Kiss the Girls (Alex Cross 2)
I quickly crossed the patio, moving toward the Florida room. There was no turning back now. I’d done a little breaking and entering in the name of duty before this. That didn’t make it right, just easier.
I broke a small windowpane in a door and let myself in. Nothing. Not a sound. I didn’t think that Wick Sachs would have any use for an alarm system. I seriously doubted that he wanted the Durham police to investigate a breaking and entering.
The first thing I noticed was the familiar cloying smell of lemon furniture polish. Respectability. Civility. Order. It was all a façade, a perfectly designed mask.
I was inside the monster’s house.
CHAPTER 80
THE HOUSE was as neat and orderly as the outside grounds. Maybe even more so. Nice, nice, much too nice.
I was nervous and afraid, but that didn’t matter anymore. I was used to living with the feelings of fear and uncertainty. Carefully, I roamed from room to room. Nothing seemed out of place, even with two small children living there. Strange, strange, very strange.
The house reminded me a little of Rudolph’s apartment in Los Angeles. It was as if no one really lived there. Who are you? Show me who you really are, fucker. This house isn’t the real you, is it? Does anyone know you without your masks? The Gentleman does, doesn’t he?
The kitchen was right out of Country Living magazine. Antiques and other beautiful “things” were in almost every room.
In a small study, the professor’s notes and papers were strewn everywhere, covering every available surface. He’s supposed to be very orderly and neat, I thought, and stored the conflicting data. Who was he?
I was searching for something specific, but I didn’t know exactly where to look. Down in the basement I saw a heavy oak door. It was unlocked. It led into a small furnace room. I searched the room carefully. On the far side of the furnace room, I found another wooden door. It looked like a door to a closet, to some small, insignificant space.
The second door was closed with a hook, which I removed as quietly as I could. I wondered if there could be more rooms in here? Maybe an underground space? Maybe the house of horror? Or a tunnel?

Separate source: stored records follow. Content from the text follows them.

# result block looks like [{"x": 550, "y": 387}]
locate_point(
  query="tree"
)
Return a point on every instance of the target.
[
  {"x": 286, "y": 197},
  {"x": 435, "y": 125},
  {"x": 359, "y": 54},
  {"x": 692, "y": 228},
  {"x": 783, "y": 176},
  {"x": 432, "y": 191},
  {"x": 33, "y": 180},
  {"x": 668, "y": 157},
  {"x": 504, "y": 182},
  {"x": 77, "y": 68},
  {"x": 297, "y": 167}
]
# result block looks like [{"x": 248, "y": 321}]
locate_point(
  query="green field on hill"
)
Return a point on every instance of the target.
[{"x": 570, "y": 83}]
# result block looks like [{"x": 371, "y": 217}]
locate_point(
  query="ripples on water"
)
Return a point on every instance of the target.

I pushed open the wooden door. Pitch-blackness. I switched on the lights, and entered a single room that must have been twenty-five by forty. My heart skipped a beat. My knees got weak and I felt a little sick.

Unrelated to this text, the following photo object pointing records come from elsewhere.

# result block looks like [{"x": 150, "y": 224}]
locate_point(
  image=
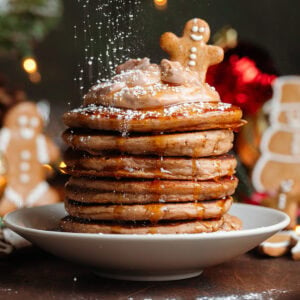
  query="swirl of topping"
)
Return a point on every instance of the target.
[{"x": 141, "y": 85}]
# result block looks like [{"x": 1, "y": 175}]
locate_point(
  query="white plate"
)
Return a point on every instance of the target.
[{"x": 146, "y": 257}]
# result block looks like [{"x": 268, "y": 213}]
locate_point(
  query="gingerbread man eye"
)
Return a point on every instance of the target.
[
  {"x": 195, "y": 28},
  {"x": 23, "y": 120},
  {"x": 34, "y": 122}
]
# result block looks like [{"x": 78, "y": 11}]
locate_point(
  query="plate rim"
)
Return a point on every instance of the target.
[{"x": 187, "y": 236}]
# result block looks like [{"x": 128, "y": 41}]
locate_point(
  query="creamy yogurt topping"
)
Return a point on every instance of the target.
[{"x": 142, "y": 85}]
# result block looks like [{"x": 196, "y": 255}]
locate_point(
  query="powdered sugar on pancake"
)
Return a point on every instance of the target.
[
  {"x": 95, "y": 111},
  {"x": 141, "y": 85}
]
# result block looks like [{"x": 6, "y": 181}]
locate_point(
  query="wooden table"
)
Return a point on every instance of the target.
[{"x": 33, "y": 274}]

There were no women in here, no harem, but I had found Wick Sachs’s fantasy room. It was right in his house. Hidden in a secret comer of his basement. The room didn’t fit in with the design of the rest of the house. He had built this room specially for himself. He liked to build things, to be creative, didn’t he?
The special room was laid out like a library. There was a heavy oak desk, and two red leather club chairs were on either side of it. The four walls of bookcases were filled with books and magazines from floor to ceiling. My blood pressure must have soared fifty points. I tried to be still inside, but I couldn’t.
This was a collection of pornography and erotica, the most extraordinary I had ever seen or even heard described. There were at least a thousand books in the room. I read titles as I quickly roamed from wall to wall, shelf to shelf.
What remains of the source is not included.